Noa abrió la boca queriendo replicar, pero no supo qué decir.

Helena tenía razón, a ella realmente no le daba miedo ir sola a la evaluación, simplemente no le gustaba la sensación de estar solitaria.

Desde pequeña había crecido junto a su hermana, y con unos padres extremadamente sobreprotectores. Aparte de los primeros días tras ingresar a la academia, Noa nunca había pasado por nada sola.

Había pensado que esta vez finalmente podría entrenarse a sí misma, pero no esperaba que su mejor amiga apareciera justo así.

¡Hmph! Bueno, entonces se entrenará la próxima vez, de todos modos la academia tiene muchas evaluaciones prácticas, pensó la pequeña dragona en secreto.

Las dos amigas charlaron un rato y de repente notaron que Leviatán estaba reduciendo la velocidad y descendiendo lentamente.

“¿Qué pasa? ¿No íbamos directo a las Tierras del Extremo Norte?” preguntó Noa.

“¿Eh? ¿No te enteraste?”

“¿Enterarme de qué?”

“Que esta vez nos acompaña un grupo de turistas.”

Al oír esto, las comisuras de los labios de Noa se crisparon ligeramente. “¿Un… un grupo de turistas… Cómo es posible?”

Helena se encogió de hombros y dio unas palmaditas a las enormes escamas de Leviatán bajo ella. “El tío Leviatán también necesita comer, ¿sabes? Nos lleva a la evaluación y de paso trae un grupo de turistas por el camino. Incluso vende entradas de edición limitada, ganando una fortuna”

Noa se tapó la cara en silencio, aceptando la realidad.

Durante el resto del trayecto, Leviatán se detuvo y arrancó varias veces, recogiendo a muchos turistas que iban a las Tierras del Extremo Norte.

Noa no sentía mucho interés, incluso le entraba un poco de sueño.

Hasta que media hora después, Noa vio a lo lejos… el Templo del Dragón Plateado de su madre.

“¡Vaya, es tu casa, Noa! ¿El tío y la tía también van a la Tierra del Extremo Norte de turismo?” preguntó Helena, un poco emocionada.

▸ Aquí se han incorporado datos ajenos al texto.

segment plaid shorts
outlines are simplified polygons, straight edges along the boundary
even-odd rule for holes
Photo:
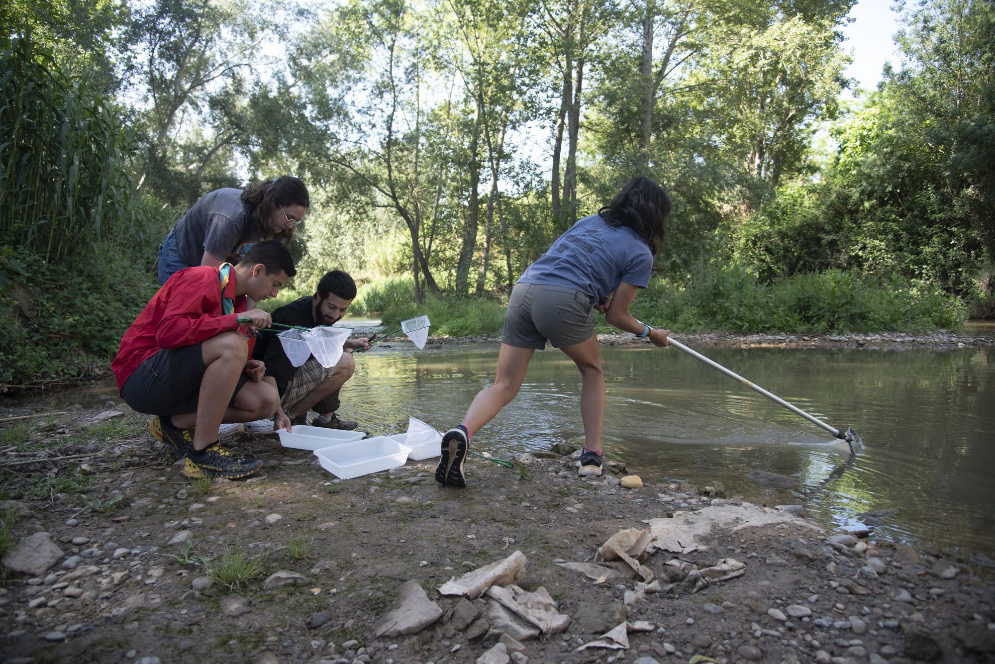
[[[280,405],[285,411],[294,408],[298,402],[306,397],[308,393],[317,388],[335,374],[335,368],[325,369],[313,356],[307,358],[298,368],[294,378],[287,385],[287,390],[280,397]],[[338,393],[335,392],[312,407],[315,413],[334,413],[338,410]]]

Noa, tras reflexionar un momento, se levantó de inmediato, tiró de la mano de Helena y se escondieron en un rincón para observar en secreto.

“¿Qué pasa, Noa? ¿No vas a saludar a tus padres?” preguntó Helena.

Noa negó con la cabeza. “Helena, la última vez dijiste que envidiabas la forma en que se relacionaba mi familia, ¿verdad?”

“¡Sí!”

La devota hija Noa sonrió levemente. “Esta vez, te dejaré ver cómo se relacionan ellos dos en privado.”

“¿Eh?”

“Te diré un número, diez días, ¡ellos se darán al menos veinte besos!”

Esta es la confianza que me dan mis padres:

La Princesa Dragón Plateada, Noa K. Melkvi.